Robert F. Dober was a teacher, a linguist, a philosopher, and an artist. He was also my grandpa. In memory of his recent passing, I would like to take some time to discuss his philosophy, which has left a profound impression on my own thinking.
His most impactful lesson wasn’t delivered in a classroom, but through his way of seeing the world. To him, the world was full of beauty; we only need to stop and recognize it. He would seize a scrap of discarded metal, weathered and deformed, plucked from the roadside, and ask his perennial question: “Is it art?” This wasn’t a rhetorical question, but an invitation to reconsider our assumptions. He believed that if a human had made it, and if it resonated with even a single observer, it qualified as art. His love of etymologies, the history of words, led him to many of his definitions, including this one. “Art,” he’d remind us, originates from “artifice,” meaning something crafted by human hands. In his view, the potential for art resided in every human creation.

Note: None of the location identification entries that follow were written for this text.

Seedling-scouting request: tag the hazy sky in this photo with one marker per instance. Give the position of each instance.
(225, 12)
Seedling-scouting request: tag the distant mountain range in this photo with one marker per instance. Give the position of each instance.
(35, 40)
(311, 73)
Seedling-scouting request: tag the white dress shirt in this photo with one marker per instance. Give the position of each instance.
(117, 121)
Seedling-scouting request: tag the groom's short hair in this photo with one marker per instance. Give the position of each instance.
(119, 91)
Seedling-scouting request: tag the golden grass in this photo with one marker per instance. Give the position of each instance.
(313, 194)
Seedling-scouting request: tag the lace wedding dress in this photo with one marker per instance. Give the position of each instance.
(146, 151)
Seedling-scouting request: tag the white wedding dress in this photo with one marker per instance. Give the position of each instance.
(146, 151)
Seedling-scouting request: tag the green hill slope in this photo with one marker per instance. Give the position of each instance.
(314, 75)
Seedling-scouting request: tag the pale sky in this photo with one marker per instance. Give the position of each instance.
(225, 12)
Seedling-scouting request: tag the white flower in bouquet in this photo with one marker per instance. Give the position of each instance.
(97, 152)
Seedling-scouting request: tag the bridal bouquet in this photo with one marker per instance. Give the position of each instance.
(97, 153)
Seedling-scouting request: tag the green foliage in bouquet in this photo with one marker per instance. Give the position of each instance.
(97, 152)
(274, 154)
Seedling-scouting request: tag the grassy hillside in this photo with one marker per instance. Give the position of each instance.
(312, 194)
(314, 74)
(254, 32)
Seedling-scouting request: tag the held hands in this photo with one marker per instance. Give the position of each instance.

He possessed the ability to find the extraordinary in the ordinary. In the midst of family gatherings, he would suddenly erupt with excitement, demanding everyone’s attention. Holding aloft his empty beer glass, he would ask, “Is this art?” gesturing towards the delicate, ephemeral patterns of beer lace clinging to its inner surface. To this day, it is hard to drink a beer and not notice the beauty of the lace left behind. This way of seeing beauty in everything was essential to his philosophy, as was his drive to trace words back to their origins.
In late life, his philosophy turned more explicitly towards holism. He spoke of the interconnectedness of all things, illustrating his point with the humble onion. “Within its layers,” he’d explain, “lies a microcosm of the universe – you can see the world in an onion.” If you look closely enough at any one thing, you can see a multiplicity within it, and a reflection of the grander cosmic order.
Fundamental to his philosophy is that one must dig deep into things, whether it be words or the world around us, and seek to find truth, meaning, and beauty within the ordinary. We touch so much in our day-to-day lives, but do we really stop to appreciate the beauty in what we say and what we see? Some use philosophy to reach useful and pragmatic ends. My grandpa did not; he used philosophy to see the beauty of the world around him, and to share that beauty with everyone he met.
Today we treat aesthetics as an unimportant branch of philosophy. Inundated with images and modern standards of beauty, we see aesthetics as something that is only surface level. But this is a poor understanding. Aesthetics is the study of how we perceive and experience the world. Through the study of aesthetics, we can challenge our underlying assumptions and see beauty in everything. Beauty makes us happy, and to see beauty everywhere is to live a happy life.

My grandpa believed that a deep sense of beauty existed in all things, especially in the mundane. It is easy to find beauty in a master work of art, but it takes philosophy to see beauty in the everyday. He believed that through philosophy we could transform the spaces around ourselves into a world of boundless artistic expression. To perceive our human-made world in this way is to celebrate humanity itself. Perhaps most importantly, seeing beauty everywhere helps us to live a happy life and to spread this joy with others, and there are few things more precious in our world than this.